Parliamo un po’ del tuo rapporto con Roma. Quando ti sei stabilito a Roma?

A Roma sono arrivata all'età di 22 anni, per frequentare un corso di giornalismo, ma mi sono trasferita dopo aver terminato gli studi universitari a Salerno. Avevo 23 anni. Ho portato con me una vespa bianca 125.

In quale zona hai abitato all’inizio e ora in che zona vivi?

Ho abitato prima in piazza Regina Margherita, in un mini appartamento. Poi ai Parioli, dove vivo  attualmente . Un quartiere tranquillo dove mi sento piuttosto sicura anche quando rientro la sera piuttosto tardi, alla fine della diretta di “Porta a Porta”.

C’è un angolino particolare che ami molto? Se si, perché?

C'e' un posto che mi regala serenità, pace e sento di riconciliarmi con una dimensione a me più familiare avendo vissuto a Salerno, una città piccola se paragonata alla capitale. E’ villa Borghese, la zona del laghetto. Vado a passeggiare spesso con un'amica per rilassarmi. Poi vicino alla mia abitazione c'e' villa Ada. Il verde mi riconcilia con il mondo e respiro un'aria che mi ritempra. Ma e' il centro storico che mi regala la meravigliosa sensazione di toccare la storia, sfiorare le più straordinarie bellezze di questa città che non finisce mai di sorprendermi quando la sera mi capita di attraversare il lungotevere, con quelle luci dorate che mi commuovono per quanto rendono quel posto suggestivo e unico al mondo. Ho viaggiato molto e sento di poter dire che Roma è davvero una delle città più belle al mondo. Mi sento fortunata perché vivo a Roma da quasi 30 anni, eppure non la conosco ancora completamente . Questo mi da la sensazione di poter ancor scoprire posti nuovi e sorprendermi ancora per la bellezza. Giro sempre in scooter perché non amo il traffico e la ricerca del parcheggio uno dei punti nevralgici di questa città. Certo le distanze sono sicuramente un deterrente per poter conciliare impegni professionali con quelli sociali, ma non cambierei città per nulla al Mondo.  Torno a Salerno quando posso, perché e' la mia città d'origine ed io sono molto legata a quei luoghi, ma Roma e' la mia città d'adozione ed i romani mi hanno accolta subito con grande calore ed entusiasmo, perché in fondo la verve campana e' apprezzata ovunque . 

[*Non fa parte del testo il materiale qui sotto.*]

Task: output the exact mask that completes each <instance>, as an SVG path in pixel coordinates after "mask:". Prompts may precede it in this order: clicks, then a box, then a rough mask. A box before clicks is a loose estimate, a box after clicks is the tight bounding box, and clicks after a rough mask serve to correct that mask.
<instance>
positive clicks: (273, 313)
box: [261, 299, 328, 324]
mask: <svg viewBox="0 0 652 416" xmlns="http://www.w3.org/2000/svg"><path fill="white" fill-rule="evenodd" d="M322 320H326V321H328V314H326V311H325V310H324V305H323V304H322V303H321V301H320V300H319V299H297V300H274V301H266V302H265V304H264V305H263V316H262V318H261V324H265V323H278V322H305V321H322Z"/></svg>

Se tu avessi la bacchetta magica, cosa faresti per Roma?

Se avessi una bacchetta magica creerei parcheggi auto nella zona dove lavoro, in Prati, zona Mazzini, perché arrivare in macchina in quella zona e' un'impresa impossibile. Di bello c’è che Roma offre tutto, dall'arte alle grandi mostre, al Teatro,  ai locali, i grandi eventi, concerti, ristoranti con cucine di ogni tipo. Insomma e' la capitale. Non potevo desiderare un luogo migliore dove lavorare e vivere. Una città dove mi sono inserita facilmente, dove non mi annoio mai, dove ... dimenticavo, lo shopping, altra mia grande passione e' davvero divertente.